Invisible Women and the Carceral State

On Monday April 9, we are pleased to host Michelle Jones and Elizabeth Hinton from 5-6:30 in the Sophia Gordon Multipurpose Room as a special evening event of the STS lunch seminar.

Jones will present her research on early women’s prisons in the United States, the history project for incarcerated women that launched the research effort, her experiences of incarceration, and her current work, followed by a discussion led and moderated by Hinton.


Michelle Jones is a first-year doctoral student in the American Studies program at New York University. She is a Research Fellow at the Charles Warren Center for American Studies at Harvard University. She holds a Bachelor’s degree from Ball State University. Following graduation, Michelle completed a four-year seminary ministerial diploma from the University of the South. Her interest in history, women, race, and prisons led her for the last four years to participate with a group of incarcerated scholars in challenging the narratives of the history of women’s prison. Incarcerated for twenty years, Michelle made the most of the academic platform given to publish and present her research findings and dispel notions of the reach and intellectual capacity of justice-involved women. Michelle’s advocacy extends beyond the classroom. She is currently on the board of Constructing Our Future, a reentry alternative for women, created by incarcerated women in Indiana, wherein they are given access to rehabilitative programming, carpentry job skills and the means to earn their own home. Michelle is also the Entrepreneurship Development Director for The Ladies of Hope Ministries. In addition, she has presented legislative testimony on a reentry alternative she created for long-term incarcerated people that was approved by the Indiana State Interim Committee on the Criminal Code. Michelle is also an artist and is interested in finding ways to funnel her research pursuits into theater and dance, including writing an original play, “The Duchess of Stringtown,” produced in fall 2017 in Indianapolis and New York (selected scenes).

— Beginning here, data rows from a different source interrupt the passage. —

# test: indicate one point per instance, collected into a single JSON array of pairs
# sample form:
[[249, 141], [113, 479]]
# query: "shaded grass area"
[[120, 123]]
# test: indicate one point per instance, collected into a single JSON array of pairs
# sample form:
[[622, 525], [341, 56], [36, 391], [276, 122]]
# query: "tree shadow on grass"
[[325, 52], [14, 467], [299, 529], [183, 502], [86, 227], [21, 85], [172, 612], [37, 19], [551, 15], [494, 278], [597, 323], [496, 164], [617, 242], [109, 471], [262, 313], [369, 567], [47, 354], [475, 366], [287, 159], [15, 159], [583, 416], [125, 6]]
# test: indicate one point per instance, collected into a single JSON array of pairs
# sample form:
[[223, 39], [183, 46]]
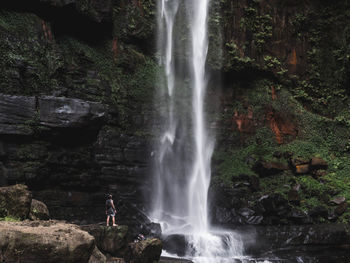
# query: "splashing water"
[[184, 150]]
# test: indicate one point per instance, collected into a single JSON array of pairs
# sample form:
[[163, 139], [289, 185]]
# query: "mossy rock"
[[15, 201]]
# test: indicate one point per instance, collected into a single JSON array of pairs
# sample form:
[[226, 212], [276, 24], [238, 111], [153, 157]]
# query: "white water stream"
[[183, 156]]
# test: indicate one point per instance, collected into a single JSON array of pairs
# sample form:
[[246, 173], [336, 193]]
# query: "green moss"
[[9, 219], [29, 61], [259, 24]]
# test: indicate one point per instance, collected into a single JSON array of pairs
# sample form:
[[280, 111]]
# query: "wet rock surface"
[[15, 201], [49, 241], [111, 240], [145, 251], [38, 211]]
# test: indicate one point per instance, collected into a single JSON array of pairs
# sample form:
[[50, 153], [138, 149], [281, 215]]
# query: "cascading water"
[[183, 155]]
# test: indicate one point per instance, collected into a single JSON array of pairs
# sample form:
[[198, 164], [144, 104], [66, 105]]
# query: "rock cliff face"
[[77, 80], [76, 85]]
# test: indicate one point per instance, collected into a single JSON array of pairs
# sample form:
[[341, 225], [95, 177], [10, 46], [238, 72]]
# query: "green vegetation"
[[9, 219], [315, 136]]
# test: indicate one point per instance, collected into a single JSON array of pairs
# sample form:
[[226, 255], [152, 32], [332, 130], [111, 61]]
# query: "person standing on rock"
[[110, 210]]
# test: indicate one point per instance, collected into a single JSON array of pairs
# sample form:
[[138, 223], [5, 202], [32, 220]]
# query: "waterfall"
[[183, 152]]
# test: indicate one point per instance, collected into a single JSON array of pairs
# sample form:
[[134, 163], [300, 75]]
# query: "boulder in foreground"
[[39, 211], [44, 242], [146, 251]]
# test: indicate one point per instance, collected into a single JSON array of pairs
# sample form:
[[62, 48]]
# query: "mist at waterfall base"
[[183, 153]]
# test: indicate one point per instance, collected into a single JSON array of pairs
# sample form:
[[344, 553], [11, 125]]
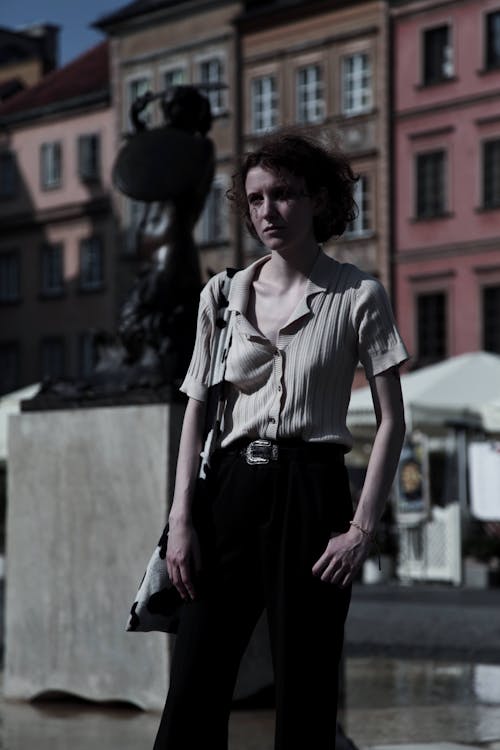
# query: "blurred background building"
[[410, 88]]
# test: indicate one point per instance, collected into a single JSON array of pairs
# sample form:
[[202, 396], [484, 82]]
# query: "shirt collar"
[[319, 281]]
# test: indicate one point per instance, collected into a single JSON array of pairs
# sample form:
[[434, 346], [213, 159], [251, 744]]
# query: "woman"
[[276, 529]]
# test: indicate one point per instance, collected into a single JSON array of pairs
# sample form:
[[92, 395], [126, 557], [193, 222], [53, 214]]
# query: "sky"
[[74, 18]]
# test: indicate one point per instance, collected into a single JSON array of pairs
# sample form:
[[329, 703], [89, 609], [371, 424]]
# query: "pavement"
[[425, 621], [422, 672]]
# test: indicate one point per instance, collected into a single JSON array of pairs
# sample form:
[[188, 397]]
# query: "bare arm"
[[345, 553], [183, 551]]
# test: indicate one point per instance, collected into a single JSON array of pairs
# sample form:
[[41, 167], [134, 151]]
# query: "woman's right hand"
[[183, 557]]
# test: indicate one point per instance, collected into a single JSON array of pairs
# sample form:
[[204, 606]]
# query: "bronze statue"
[[170, 169]]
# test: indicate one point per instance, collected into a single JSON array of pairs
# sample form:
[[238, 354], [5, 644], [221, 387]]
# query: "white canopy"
[[464, 389], [10, 404]]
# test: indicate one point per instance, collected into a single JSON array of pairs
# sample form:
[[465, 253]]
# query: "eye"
[[255, 199]]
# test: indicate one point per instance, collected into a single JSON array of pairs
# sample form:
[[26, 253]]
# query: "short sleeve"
[[380, 345], [196, 383]]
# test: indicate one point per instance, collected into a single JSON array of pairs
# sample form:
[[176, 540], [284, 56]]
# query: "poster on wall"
[[412, 483], [484, 480]]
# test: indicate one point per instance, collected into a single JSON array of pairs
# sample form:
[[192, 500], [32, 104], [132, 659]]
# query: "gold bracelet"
[[371, 536]]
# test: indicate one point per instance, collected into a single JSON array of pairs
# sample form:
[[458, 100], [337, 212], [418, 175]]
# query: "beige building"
[[320, 65], [324, 66], [157, 45], [58, 239]]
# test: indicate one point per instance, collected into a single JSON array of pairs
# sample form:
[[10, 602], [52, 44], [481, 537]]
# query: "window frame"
[[357, 96], [51, 165], [485, 288], [8, 164], [214, 214], [45, 342], [488, 65], [217, 96], [310, 106], [441, 211], [86, 174], [13, 297], [172, 69], [47, 288], [427, 358], [442, 76], [363, 195], [268, 114], [147, 113], [86, 282], [87, 358], [487, 164], [11, 346]]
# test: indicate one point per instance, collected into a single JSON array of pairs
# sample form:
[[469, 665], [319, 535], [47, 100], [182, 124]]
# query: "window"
[[10, 276], [431, 327], [8, 175], [309, 88], [91, 264], [174, 77], [491, 174], [493, 40], [362, 224], [357, 96], [87, 354], [213, 223], [52, 265], [211, 76], [491, 319], [431, 184], [438, 55], [264, 104], [51, 165], [52, 357], [89, 157], [136, 88], [134, 218], [9, 366]]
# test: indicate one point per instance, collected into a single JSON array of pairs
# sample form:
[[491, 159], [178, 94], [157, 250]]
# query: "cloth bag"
[[157, 602]]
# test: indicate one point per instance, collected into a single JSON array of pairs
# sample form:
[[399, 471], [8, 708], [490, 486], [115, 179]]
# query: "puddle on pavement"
[[389, 701]]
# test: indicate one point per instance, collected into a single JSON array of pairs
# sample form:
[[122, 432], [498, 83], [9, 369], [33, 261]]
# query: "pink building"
[[447, 176], [58, 236]]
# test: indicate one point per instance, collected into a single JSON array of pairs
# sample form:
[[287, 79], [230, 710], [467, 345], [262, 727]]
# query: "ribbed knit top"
[[300, 388]]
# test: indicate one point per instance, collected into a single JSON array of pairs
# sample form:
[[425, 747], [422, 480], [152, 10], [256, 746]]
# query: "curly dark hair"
[[322, 168]]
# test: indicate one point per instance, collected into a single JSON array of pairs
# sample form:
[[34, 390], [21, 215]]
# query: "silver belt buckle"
[[261, 452]]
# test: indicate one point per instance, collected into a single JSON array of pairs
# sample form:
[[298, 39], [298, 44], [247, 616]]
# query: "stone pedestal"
[[87, 500]]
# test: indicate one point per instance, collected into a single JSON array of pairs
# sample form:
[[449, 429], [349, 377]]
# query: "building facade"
[[446, 202], [323, 66], [57, 246], [155, 46]]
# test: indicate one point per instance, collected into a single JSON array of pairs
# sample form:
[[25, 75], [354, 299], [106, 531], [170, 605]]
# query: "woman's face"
[[280, 208]]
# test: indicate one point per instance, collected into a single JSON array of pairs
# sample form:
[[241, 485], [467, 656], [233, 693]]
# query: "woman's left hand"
[[343, 557]]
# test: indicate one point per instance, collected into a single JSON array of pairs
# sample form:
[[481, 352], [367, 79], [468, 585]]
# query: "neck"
[[291, 267]]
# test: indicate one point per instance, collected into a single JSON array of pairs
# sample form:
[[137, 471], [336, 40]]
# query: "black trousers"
[[262, 527]]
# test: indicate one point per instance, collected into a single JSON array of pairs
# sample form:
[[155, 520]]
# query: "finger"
[[197, 559], [320, 564], [187, 580], [332, 571], [177, 580]]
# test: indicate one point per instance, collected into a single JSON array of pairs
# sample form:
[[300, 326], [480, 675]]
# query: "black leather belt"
[[264, 451]]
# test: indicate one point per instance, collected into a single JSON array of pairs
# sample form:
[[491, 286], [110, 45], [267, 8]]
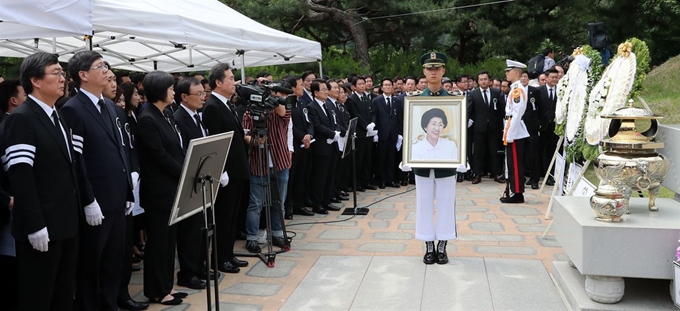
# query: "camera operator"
[[264, 166]]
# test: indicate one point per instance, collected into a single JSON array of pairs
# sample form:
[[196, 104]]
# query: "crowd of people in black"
[[91, 164]]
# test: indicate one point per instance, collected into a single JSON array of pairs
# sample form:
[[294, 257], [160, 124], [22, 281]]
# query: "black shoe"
[[392, 185], [201, 275], [302, 211], [430, 253], [237, 262], [516, 198], [133, 305], [278, 241], [252, 247], [331, 207], [371, 187], [320, 210], [193, 283], [228, 267], [442, 258]]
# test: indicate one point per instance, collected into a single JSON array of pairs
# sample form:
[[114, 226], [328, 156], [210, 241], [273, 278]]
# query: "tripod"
[[209, 231], [271, 198]]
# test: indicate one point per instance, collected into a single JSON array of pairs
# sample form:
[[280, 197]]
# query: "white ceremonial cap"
[[510, 64]]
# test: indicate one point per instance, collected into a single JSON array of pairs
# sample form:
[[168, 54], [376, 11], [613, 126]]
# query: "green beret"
[[433, 59]]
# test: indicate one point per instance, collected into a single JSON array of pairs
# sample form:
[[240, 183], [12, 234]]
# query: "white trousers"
[[444, 190]]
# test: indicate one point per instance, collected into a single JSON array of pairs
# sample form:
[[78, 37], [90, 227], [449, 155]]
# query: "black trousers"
[[514, 153], [189, 239], [100, 262], [297, 179], [323, 168], [47, 281], [386, 156], [9, 277], [126, 274], [363, 158], [534, 158], [486, 146], [159, 256], [548, 141], [227, 206]]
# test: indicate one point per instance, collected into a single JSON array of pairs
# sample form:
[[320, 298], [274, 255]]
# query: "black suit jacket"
[[161, 156], [362, 111], [486, 117], [187, 125], [532, 113], [547, 106], [106, 158], [324, 128], [302, 125], [388, 122], [218, 119], [46, 181]]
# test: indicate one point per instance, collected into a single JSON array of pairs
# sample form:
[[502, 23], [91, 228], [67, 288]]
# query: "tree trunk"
[[351, 21]]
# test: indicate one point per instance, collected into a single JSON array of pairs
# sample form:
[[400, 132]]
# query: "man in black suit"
[[324, 150], [389, 121], [359, 107], [485, 110], [47, 178], [303, 133], [547, 101], [219, 116], [533, 159], [189, 238], [97, 133]]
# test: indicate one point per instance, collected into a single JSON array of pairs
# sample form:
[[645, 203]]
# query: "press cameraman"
[[267, 122]]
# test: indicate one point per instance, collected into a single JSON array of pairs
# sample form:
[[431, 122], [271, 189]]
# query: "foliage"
[[642, 57]]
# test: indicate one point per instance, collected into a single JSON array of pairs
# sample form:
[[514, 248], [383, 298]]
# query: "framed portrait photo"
[[435, 131]]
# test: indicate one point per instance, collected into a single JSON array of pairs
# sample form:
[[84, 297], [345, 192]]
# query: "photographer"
[[266, 124]]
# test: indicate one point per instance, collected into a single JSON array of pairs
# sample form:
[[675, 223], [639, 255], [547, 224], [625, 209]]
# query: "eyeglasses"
[[58, 73], [101, 68]]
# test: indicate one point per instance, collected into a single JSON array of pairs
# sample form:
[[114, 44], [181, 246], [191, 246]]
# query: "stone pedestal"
[[642, 246]]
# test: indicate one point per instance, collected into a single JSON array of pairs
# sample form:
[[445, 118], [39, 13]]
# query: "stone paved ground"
[[486, 228]]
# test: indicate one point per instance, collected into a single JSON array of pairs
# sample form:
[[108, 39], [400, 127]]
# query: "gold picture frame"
[[449, 132]]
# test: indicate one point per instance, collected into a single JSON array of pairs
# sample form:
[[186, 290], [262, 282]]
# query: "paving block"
[[519, 211], [252, 289], [487, 226], [381, 247], [393, 236], [504, 250], [341, 234]]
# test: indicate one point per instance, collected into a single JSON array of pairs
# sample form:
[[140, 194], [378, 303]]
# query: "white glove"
[[404, 168], [129, 207], [224, 179], [135, 180], [462, 168], [39, 239], [93, 214]]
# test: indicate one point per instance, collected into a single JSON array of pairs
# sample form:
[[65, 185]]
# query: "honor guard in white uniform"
[[431, 183], [515, 131]]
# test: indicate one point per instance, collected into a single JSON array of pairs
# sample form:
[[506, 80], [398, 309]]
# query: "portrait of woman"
[[433, 146]]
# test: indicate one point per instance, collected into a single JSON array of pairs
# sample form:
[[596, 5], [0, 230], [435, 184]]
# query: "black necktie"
[[199, 123]]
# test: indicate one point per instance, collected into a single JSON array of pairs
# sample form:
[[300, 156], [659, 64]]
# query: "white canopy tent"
[[30, 19], [174, 36]]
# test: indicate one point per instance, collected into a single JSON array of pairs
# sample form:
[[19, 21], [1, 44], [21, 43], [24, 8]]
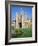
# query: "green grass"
[[20, 33], [24, 32]]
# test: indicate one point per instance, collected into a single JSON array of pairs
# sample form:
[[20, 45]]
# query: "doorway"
[[20, 25]]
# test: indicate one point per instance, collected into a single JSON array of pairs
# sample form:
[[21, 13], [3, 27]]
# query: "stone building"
[[22, 20]]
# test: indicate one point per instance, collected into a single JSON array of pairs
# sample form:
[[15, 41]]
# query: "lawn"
[[27, 32]]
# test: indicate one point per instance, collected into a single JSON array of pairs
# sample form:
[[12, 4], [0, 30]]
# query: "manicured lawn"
[[27, 32]]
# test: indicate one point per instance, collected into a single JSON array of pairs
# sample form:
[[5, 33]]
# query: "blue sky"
[[14, 9]]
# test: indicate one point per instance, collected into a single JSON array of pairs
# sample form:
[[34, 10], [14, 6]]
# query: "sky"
[[15, 8]]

Elizabeth Hinton is Assistant Professor in the Department History and the Department of African and African American Studies at Harvard University. Hinton’s research focuses on the persistence of poverty and racial inequality in the 20th century United States. Her current scholarship considers the transformation of domestic social programs and urban policing after the Civil Rights Movement. In her award-winning recent book, From the War on Poverty to the War on Crime: The Making of Mass Incarceration in America (Harvard University Press, 2016), Hinton examines the implementation of federal law enforcement programs beginning in the mid-1960s that laid the groundwork for the mass incarceration of American citizens. In revealing the links between the rise of the American carceral state and earlier anti-poverty programs, Hinton presents Ronald Reagan’s War on Drugs not as a sharp policy departure but rather as the full realization of a shift towards surveillance and confinement that began during the Johnson administration. From the War on Poverty to the War on Crime was named one of the New York Times’s 100 notable books of 2016. 

This event is cosponsored by Science, Technology, and Society; the Center for the Study of Race and Democracy; the Tufts University Prison Initiative; Women, Gender, and Sexuality Studies; the Center for the Humanities at Tufts; and American Studies.